Strade e portici impercorribili Scatta la maxi pulizia in città

9 Agosto 2017

Giornata dedicata al lavaggio delle vie che hanno ospitato le tante iniziative del fine settimana Bevilacqua: la colpa non è delle manifestazioni che si sono accavallate ma dell’inciviltà di alcuni

CHIETI. La concentrazione di eventi in città, che ha sollevato più di una polemica sul versante dell’organizzazione logistica, ha avuto anche un altro effetto collaterale: il giorno dopo il centro cittadino sembrava un campo di battaglia. Residui della festa dappertutto, con le strade e i portici impercorribili.
Il Comune è dovuto correre subito ai ripari con una necessaria quanto onerosa pulizia straordinaria. «Nella giornata di lunedì», ha fatto sapere l’assessore comunale alla gestione dei rifiuti Alessandro Bevilacqua, «i dipendenti di Formula Ambiente, che ringrazio per questo, fino dalle prime ore si sono dedicati alla pulizia e al lavaggio delle strade interessate da eventi quali il Theate Magic Summer e lo Street Food Magic Edition, svolgendo un lavoro encomiabile in breve tempo».
L’assessore ha ordinato una pulizia accurata, ma non ha mancato di sottolineare come ci sia ancora molto da lavorare sul piano dell’educazione civica. «La qualità della vita in città passa anche attraverso una corretta gestione dei comportamenti individuali», ha detto infatti, «non sempre rispettosi della cosa pubblica». In troppi continuano a ignorare «le più elementari norme di igiene urbana». E così, non è solo la concomitanza delle due manifestazioni, voluta dall’assessore comunale Antonio Viola, che ha portato in centro centinaia e centinaia di persone, ma anche alcune pessime abitudini di cittadini incuranti delle proprie azioni che hanno ridotto il cuore della città a una discarica.
«L’igiene e la pulizia sono sicuramente il biglietto da visita di Chieti», dice ancora l’assessore, «e uno degli obiettivi fondamentali che questa amministrazione si è prefissata di portare avanti. Un obiettivo, però, che senza un adeguato senso civico e di appartenenza, è difficile da far rispettare. Prosegue, ad ogni buon conto, il nostro impegno per la pulizia e il decoro urbano, in particolar modo del centro storico». E non c’è solo il problema delle manifestazioni.
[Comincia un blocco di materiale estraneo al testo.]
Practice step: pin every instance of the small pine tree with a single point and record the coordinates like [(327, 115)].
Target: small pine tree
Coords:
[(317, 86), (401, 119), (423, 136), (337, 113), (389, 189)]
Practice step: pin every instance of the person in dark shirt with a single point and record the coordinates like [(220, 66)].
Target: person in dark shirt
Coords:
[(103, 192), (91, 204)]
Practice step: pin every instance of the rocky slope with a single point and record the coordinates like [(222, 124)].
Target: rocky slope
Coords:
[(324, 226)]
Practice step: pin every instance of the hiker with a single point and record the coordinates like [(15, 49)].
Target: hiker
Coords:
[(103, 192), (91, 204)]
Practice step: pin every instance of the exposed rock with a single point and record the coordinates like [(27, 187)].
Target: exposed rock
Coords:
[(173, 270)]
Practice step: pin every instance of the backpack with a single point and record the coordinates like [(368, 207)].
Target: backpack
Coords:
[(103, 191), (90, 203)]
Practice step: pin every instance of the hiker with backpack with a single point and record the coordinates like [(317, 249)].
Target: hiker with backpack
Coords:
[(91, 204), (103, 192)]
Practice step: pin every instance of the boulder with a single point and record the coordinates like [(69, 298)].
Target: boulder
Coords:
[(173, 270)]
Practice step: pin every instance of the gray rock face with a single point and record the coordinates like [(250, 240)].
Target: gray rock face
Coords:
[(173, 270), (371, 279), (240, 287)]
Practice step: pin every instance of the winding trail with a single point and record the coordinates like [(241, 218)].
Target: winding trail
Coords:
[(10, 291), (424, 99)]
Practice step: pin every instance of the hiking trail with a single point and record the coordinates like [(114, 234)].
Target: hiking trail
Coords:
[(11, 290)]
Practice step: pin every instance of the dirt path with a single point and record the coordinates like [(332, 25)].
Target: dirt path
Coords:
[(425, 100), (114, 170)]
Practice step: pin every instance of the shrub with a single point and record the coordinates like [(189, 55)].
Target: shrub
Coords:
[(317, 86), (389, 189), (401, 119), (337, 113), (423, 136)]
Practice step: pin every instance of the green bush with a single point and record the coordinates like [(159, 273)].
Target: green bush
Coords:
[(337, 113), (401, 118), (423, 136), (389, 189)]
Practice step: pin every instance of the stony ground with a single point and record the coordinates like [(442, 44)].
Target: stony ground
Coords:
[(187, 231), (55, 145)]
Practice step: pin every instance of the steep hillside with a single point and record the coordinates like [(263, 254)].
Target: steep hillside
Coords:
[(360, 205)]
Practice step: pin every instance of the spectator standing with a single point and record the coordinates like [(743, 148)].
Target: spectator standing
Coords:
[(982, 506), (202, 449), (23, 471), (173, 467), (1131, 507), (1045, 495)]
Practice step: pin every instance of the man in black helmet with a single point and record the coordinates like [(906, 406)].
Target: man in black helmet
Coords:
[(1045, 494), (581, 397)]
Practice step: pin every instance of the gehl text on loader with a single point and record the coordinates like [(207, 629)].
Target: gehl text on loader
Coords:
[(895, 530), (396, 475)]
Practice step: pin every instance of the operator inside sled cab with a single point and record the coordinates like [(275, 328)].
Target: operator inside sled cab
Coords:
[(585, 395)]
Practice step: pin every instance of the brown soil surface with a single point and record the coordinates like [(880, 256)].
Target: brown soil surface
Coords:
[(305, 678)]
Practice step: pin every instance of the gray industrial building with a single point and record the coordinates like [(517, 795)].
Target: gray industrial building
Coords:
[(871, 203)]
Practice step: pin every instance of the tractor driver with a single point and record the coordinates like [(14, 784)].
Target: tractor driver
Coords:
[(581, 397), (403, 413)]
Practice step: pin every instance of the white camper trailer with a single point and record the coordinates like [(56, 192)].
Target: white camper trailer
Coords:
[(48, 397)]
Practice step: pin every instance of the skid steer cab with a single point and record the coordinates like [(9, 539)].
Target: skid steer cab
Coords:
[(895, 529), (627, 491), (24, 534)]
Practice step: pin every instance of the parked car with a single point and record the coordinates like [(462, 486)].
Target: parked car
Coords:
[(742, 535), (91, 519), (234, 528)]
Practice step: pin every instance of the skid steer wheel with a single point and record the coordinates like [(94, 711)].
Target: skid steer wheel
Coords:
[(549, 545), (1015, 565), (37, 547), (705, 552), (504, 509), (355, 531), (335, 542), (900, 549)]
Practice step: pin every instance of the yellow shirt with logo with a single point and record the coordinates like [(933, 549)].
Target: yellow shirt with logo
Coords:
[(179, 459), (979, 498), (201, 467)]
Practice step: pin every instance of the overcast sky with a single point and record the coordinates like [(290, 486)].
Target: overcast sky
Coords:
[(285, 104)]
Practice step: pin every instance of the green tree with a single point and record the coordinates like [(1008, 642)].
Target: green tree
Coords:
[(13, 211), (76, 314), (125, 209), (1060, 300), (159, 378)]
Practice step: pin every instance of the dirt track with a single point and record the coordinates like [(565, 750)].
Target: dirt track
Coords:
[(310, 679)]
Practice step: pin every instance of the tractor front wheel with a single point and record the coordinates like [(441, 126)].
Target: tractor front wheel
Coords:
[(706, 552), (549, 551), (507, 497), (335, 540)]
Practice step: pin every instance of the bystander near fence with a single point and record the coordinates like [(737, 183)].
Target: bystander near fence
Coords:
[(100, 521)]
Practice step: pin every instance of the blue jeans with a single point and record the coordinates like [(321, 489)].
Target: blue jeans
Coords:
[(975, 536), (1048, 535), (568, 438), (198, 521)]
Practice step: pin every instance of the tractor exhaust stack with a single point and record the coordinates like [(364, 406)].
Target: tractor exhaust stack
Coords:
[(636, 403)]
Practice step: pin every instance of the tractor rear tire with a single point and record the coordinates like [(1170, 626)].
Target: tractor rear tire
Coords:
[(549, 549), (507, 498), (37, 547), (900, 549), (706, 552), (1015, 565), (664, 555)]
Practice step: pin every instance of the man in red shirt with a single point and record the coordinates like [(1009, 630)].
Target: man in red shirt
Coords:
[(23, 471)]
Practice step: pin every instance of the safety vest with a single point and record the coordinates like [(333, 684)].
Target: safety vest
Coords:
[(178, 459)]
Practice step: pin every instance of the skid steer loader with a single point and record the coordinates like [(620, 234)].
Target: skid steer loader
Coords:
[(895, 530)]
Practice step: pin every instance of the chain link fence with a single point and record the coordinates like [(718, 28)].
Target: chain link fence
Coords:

Tra i comportamenti di ordinaria inciviltà c’è anche quello dei proprietari di cani, che “dimenticano” di raccogliere con paletta e busta di plastica gli escrementi dei loro animali. «Quanto agli imbrattamenti provocati da incivili proprietari di animali», ha detto Bevilacqua, «giova precisare, ancora una volta, che tale scempio pesa sulle tasche di tutta la collettività, compresi coloro che ne sono diretti responsabili, poiché ogni intervento di pulizia ha dei costi ingenti per le casse comunali». «L’auspicio», conclude l’assessore, «è che si possa giungere, in breve tempo, ad avere una città sempre più pulita e più bella grazie all’impegno congiunto di amministratori e cittadini nonché ai progetti che, con le scuole, stiamo portando avanti per sensibilizzare alle tematiche ambientali le nuove generazioni».